I'm afraid I have no experience of building an instrument myself, but I've found that Alexander's website offers some answers to your question. I hope he would allow me to link to the page of his website:
In the second paragraph of the section I., Alexander refers to the way in which multi-rib sides are made. Actually, the whole article is a very interesting read, even for the unexperienced like myself.
Thank you very much for directing me to that link. It is, indeed, a very interesting read.
A renaissance guitar does not need to be very deep. Shallower instruments than those I've made work very well. But with striped sides you have opened a potential can of worms. I attach a quick drawing to demonstrate that it is impossible to glue a set of (straight-edged) side ribs together before bending them if the depth of the guitar tapers. The lower drawing represents the "proper shift" of the planks of the (much simplified!) guitar and their shape if the stripes are to appear straight. In practice of course, the angles would be joined by curves, but would still be present. Again, in practice makers have found ways to simplify the problem - some of the top strakes of Voboam guitars are approximately parallel to the belly. (Which is at right-angles to the sides on the French guitars that I measured in the past - I suspect, although I'm prepared to be corrected, that Italian guitars have a right-angle to the back, or perhaps averaged). Photos (all pre-digital!) attached. I shall attempt to add more to my page.
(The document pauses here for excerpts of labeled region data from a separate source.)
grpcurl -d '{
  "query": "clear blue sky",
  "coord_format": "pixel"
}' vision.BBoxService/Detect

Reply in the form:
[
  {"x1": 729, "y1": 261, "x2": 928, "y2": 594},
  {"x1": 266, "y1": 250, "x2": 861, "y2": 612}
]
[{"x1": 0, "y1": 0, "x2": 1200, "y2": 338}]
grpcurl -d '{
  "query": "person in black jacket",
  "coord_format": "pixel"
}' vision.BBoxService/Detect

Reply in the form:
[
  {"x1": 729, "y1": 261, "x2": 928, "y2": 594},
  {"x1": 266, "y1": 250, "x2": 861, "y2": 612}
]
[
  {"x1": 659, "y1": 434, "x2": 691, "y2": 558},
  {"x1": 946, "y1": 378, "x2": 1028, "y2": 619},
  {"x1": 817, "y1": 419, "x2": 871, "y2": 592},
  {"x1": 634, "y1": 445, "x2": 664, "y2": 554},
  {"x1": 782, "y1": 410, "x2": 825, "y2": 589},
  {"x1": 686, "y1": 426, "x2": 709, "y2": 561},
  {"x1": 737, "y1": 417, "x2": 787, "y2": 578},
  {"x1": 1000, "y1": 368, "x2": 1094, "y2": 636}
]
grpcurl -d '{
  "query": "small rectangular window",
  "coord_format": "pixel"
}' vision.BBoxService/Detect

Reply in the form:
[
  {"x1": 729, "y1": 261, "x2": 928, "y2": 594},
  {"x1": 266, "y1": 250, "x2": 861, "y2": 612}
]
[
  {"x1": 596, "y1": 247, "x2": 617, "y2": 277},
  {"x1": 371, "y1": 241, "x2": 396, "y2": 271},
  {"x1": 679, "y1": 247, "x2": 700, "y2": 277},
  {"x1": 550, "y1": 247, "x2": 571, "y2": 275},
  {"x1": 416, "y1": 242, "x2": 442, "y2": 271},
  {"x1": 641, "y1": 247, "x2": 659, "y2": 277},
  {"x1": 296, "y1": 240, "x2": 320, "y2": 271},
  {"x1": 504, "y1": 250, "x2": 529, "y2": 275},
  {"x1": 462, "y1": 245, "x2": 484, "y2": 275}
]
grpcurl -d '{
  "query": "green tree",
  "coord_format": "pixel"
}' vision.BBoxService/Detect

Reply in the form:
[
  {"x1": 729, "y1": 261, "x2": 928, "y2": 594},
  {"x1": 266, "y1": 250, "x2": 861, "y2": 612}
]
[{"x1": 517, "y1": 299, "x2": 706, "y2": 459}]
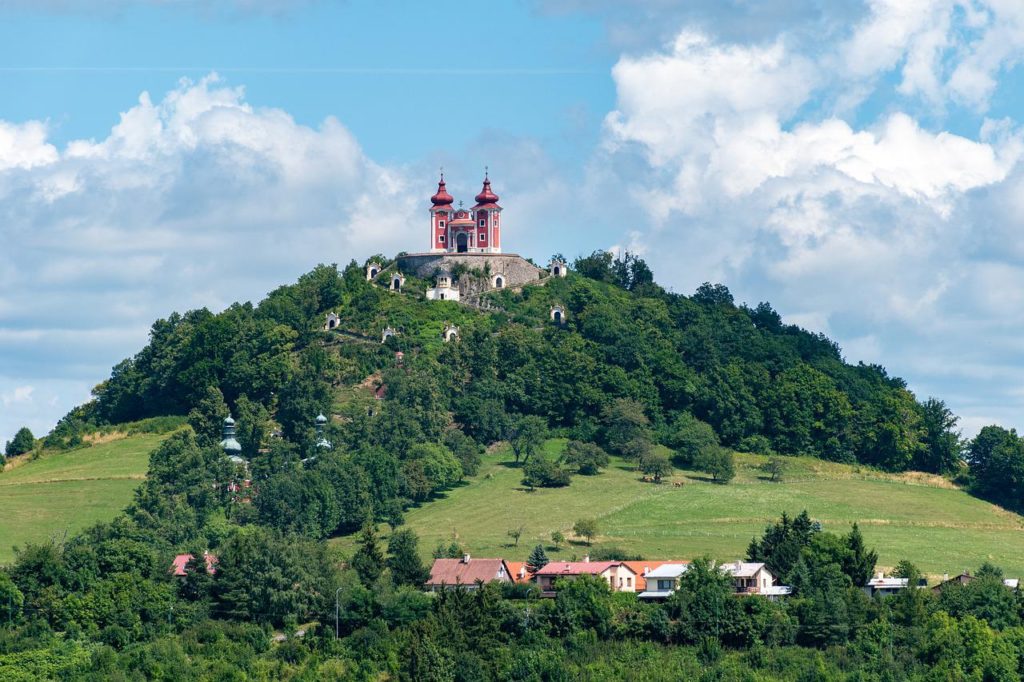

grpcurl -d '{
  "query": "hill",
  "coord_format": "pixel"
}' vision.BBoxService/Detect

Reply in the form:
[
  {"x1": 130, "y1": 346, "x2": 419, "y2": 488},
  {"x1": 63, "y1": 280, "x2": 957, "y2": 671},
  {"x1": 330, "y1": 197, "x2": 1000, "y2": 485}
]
[
  {"x1": 0, "y1": 433, "x2": 166, "y2": 564},
  {"x1": 338, "y1": 440, "x2": 1024, "y2": 577}
]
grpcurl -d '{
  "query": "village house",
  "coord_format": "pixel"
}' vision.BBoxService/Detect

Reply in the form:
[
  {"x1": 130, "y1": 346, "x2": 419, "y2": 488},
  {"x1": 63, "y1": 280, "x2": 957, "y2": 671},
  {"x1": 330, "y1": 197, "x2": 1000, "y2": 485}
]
[
  {"x1": 425, "y1": 554, "x2": 512, "y2": 592},
  {"x1": 170, "y1": 552, "x2": 217, "y2": 578},
  {"x1": 535, "y1": 557, "x2": 637, "y2": 597},
  {"x1": 637, "y1": 562, "x2": 689, "y2": 599},
  {"x1": 861, "y1": 573, "x2": 907, "y2": 597}
]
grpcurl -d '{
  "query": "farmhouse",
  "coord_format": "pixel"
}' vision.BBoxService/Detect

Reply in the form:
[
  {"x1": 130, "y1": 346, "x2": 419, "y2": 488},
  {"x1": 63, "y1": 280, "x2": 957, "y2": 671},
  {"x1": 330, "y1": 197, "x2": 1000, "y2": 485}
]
[
  {"x1": 637, "y1": 562, "x2": 689, "y2": 599},
  {"x1": 170, "y1": 552, "x2": 217, "y2": 578},
  {"x1": 426, "y1": 554, "x2": 512, "y2": 592},
  {"x1": 535, "y1": 557, "x2": 637, "y2": 597}
]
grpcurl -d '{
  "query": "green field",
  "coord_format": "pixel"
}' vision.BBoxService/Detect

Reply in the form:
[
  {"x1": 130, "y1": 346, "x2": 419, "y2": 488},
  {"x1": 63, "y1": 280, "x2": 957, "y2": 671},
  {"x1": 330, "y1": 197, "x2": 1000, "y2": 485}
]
[
  {"x1": 336, "y1": 441, "x2": 1024, "y2": 577},
  {"x1": 0, "y1": 434, "x2": 166, "y2": 563}
]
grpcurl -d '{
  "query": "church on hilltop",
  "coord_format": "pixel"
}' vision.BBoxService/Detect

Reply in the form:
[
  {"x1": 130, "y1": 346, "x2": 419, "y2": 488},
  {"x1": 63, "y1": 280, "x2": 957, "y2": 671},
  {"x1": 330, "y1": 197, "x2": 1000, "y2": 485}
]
[
  {"x1": 395, "y1": 172, "x2": 565, "y2": 302},
  {"x1": 430, "y1": 173, "x2": 502, "y2": 253}
]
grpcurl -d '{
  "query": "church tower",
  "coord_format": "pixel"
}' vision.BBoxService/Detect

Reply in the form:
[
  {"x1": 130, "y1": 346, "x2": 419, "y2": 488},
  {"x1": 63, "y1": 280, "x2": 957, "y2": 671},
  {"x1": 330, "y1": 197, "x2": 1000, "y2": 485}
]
[{"x1": 430, "y1": 173, "x2": 502, "y2": 254}]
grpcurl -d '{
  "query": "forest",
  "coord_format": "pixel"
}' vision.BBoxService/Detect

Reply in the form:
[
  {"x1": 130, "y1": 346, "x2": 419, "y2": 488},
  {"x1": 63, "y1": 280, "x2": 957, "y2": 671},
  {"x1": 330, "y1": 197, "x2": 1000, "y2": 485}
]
[{"x1": 6, "y1": 252, "x2": 1024, "y2": 680}]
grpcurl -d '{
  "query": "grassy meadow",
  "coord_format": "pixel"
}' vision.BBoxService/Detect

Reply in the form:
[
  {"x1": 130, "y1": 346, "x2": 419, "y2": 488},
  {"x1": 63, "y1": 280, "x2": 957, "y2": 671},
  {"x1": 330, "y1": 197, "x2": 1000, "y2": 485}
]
[
  {"x1": 0, "y1": 434, "x2": 167, "y2": 564},
  {"x1": 335, "y1": 440, "x2": 1024, "y2": 577}
]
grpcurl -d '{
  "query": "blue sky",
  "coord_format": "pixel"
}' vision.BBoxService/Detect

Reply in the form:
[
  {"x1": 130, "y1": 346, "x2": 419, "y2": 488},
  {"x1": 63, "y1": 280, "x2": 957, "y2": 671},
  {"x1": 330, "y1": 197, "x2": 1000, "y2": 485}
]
[{"x1": 0, "y1": 0, "x2": 1024, "y2": 441}]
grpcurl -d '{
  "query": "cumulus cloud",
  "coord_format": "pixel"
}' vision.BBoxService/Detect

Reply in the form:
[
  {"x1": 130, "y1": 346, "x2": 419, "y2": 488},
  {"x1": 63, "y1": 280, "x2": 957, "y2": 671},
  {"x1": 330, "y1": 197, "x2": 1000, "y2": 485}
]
[
  {"x1": 601, "y1": 29, "x2": 1024, "y2": 426},
  {"x1": 0, "y1": 76, "x2": 419, "y2": 436}
]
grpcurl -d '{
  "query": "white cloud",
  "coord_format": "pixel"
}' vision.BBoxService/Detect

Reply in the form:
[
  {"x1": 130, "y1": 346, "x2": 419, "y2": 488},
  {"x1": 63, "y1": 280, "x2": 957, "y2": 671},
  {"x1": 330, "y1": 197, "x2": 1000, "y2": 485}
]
[
  {"x1": 601, "y1": 27, "x2": 1024, "y2": 436},
  {"x1": 0, "y1": 76, "x2": 419, "y2": 444}
]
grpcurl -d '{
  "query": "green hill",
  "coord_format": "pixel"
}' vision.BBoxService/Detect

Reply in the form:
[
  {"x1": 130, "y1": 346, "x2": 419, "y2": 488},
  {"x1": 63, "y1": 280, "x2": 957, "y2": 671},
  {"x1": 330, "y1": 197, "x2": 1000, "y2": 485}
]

This is a question I asked many years ago when I began building. I was enamored of the Palmer Orpharion and chose this as one of my first builds. To do this task I bent first and joined later. I did not use a mold but did use the edge planing methods for lute construction which I had already used for lutes and clamped the ribs together using stick guides for registration and sanded flush inside and out.. The results were very good and the instrument, after 18 years and a big move from west coast ocean's edge N. California to the middle of the continent here in KC, has remained tight. There used to be a rather common practice of laminating multiple rib sides to a substrate in Miracourt and I have worked on many of these guitars. These were, I'm sure, bent after as they were composed of glued veneers. 200 year old plywood if you will. I will do this again soon as I have resolved to construct an early five course this winter. It will not be a copy, as I don't do that unless prodded but will embrace the features of several of the celebrated makers. I did NOT reinforce the joints of either the back or sides of the Orpharion but the sides have held up very well. I WOULD reinforce the joints with grosgrain ribbon or parchment for future work though.
Thanks Dave. I'm interested in what you say about the lamination of ribs onto a substrate in Mirecourt guitars. Do you know when these guitars would have been made?